The Phenotype Landscape of Cancer in the Genotype Era.
Some tumor types such as testicular cancer, leukemia and lymphomas, have their origin in cells that comport a common embryonic origin. This phenomenon was “unconsciously” the roadmap to treat and cure them by classic chemotherapy.
Chemotherapy has also positively impacted the overall survival of some pediatric and adolescent cancers and in many other adult ones such as breast, ovarian, head and neck and colorectal cancers. Despite everything, we also face other difficult to treat cancers which remain chemo resistant.
As basic and translational cancer researches evolve, these tumor-types have turned into a significant focal point of intrigue. So, what to do in order to work-out this cancer resistance dilemma? Targeting some tumor genetic mutations such as those of the tyrosine kinase types, oncogene- driven growth factor receptors and some immune molecules such as those of the programmed-death pathway and the cytotoxic T-lymphocyte-associated protein 4 axis, enable us to battle the malignant growth.

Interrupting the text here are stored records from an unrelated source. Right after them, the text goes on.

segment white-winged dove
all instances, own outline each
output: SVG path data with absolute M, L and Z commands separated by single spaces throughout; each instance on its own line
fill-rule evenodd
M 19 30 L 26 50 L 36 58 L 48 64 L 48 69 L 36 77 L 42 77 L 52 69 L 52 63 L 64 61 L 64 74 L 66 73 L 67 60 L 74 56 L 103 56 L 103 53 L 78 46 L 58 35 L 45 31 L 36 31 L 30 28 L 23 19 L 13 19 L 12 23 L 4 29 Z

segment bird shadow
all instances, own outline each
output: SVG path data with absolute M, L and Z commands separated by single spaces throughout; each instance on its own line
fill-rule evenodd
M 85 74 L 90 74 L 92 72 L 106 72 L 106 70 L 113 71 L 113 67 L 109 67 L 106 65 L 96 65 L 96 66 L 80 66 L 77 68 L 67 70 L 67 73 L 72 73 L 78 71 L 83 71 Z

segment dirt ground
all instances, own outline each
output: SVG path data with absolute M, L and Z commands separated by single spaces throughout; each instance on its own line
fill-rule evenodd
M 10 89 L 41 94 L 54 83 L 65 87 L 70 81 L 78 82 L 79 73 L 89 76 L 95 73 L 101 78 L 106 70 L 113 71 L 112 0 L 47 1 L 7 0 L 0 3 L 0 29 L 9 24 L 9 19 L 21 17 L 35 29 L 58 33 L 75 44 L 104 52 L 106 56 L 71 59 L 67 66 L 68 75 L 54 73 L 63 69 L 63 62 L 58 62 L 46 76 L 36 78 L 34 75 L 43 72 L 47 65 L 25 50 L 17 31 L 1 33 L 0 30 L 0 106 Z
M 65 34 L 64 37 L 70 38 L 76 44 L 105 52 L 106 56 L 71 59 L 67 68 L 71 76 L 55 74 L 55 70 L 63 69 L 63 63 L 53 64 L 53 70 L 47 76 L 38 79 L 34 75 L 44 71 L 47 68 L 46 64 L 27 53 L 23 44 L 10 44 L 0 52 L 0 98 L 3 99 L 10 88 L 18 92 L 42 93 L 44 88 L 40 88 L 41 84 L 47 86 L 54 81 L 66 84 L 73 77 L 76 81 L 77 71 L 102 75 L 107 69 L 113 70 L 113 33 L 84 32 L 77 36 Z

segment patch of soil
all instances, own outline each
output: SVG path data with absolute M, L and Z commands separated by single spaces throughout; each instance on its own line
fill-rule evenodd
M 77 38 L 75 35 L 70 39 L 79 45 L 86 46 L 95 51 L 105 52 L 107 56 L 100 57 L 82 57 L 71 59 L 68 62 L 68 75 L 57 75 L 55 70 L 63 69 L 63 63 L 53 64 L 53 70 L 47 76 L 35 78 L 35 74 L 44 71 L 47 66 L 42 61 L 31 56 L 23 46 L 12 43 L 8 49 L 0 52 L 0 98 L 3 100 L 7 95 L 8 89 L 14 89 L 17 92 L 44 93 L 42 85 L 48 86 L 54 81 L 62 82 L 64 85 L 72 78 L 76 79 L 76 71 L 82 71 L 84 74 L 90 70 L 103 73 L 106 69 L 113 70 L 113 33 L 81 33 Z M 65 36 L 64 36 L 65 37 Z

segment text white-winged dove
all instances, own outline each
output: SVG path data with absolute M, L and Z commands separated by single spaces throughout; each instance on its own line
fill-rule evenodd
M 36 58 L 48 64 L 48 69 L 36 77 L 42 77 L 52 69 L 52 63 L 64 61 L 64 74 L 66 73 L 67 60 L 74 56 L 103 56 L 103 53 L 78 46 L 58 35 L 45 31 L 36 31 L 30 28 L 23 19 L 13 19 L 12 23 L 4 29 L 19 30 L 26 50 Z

Regarding these aforementioned cellular pathways, drugs which are of small molecules, target the first two druggable ones and treat lung, renal and malignant melanoma. The third one, “the mammoths”: monoclonal antibodies, can disrupt angiogenic pathways, block some oncogenic drivers and mainly deblock the lazy T-lymphocytes by allowing them to eat tumors.
This last one, became the treatment of cancer by the inhibition of negative immune regulation for which the researchers have been granted Nobel prize. The answer for therapy failures is related to the old concept of tumor heterogeneity.
Tumor cell phenotype heterogeneity is the main cause of secondary resistance and also of progression in the already mentioned chemo sensitive tumors, and one of the main causes of the non-tumor responses in the less de novo chemo sensitive.